Planificación óptima de movimiento y aprendizaje por refuerzo en vehículos móviles autónomos

Abstract

This research work is focus on the proposal of an algorithm able to perform an optimal motion planning in two-wheel-drive (front or rear) and front steering autonomous mobile vehicles. The algorithm is based on optimal control techniques in closed loop applied to four-wheel vehicles. These vehicles are non-linear dynamic systems in which the motion planning and its control are difficult tasks due to they are non-holonomic systems. All studies done have been developed taking into account the reinforcement learning and cell state space concepts. Possible changes in the environment or in the physical or mechanical structure of the vehicle do not affect the new algorithm. The optimal controller will be generated when the learning stage has been previously performed and therefore, these changes have been implicitly taken into account. The learning is oriented to reach a specific goal from each origin, according to an optimization criterion (e.g. minimum time).
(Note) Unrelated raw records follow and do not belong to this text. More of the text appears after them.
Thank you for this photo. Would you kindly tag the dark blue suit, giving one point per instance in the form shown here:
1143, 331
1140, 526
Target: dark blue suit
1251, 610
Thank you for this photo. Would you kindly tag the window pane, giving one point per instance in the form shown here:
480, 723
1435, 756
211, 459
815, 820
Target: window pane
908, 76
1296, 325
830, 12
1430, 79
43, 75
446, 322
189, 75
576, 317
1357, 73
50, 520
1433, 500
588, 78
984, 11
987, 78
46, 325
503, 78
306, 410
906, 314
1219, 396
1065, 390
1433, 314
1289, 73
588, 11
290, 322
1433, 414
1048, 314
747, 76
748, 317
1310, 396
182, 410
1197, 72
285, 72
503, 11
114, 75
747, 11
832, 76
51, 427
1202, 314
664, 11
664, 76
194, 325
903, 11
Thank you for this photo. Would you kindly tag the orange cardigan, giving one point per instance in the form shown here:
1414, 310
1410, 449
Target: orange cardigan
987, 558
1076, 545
The vehicle learns its kinematics and dynamics from its own experience. There is no need to have any kind of mathematical model of the system. Also, the algorithm is able to extend the local knowledge acquired in a specific zone of the state space to the rest of the space without the vehicle moving physically to those zones. Once the learning stage finishes, the planning is performed in closed loop applying the optimal control actions associated to the state of the vehicle in real time.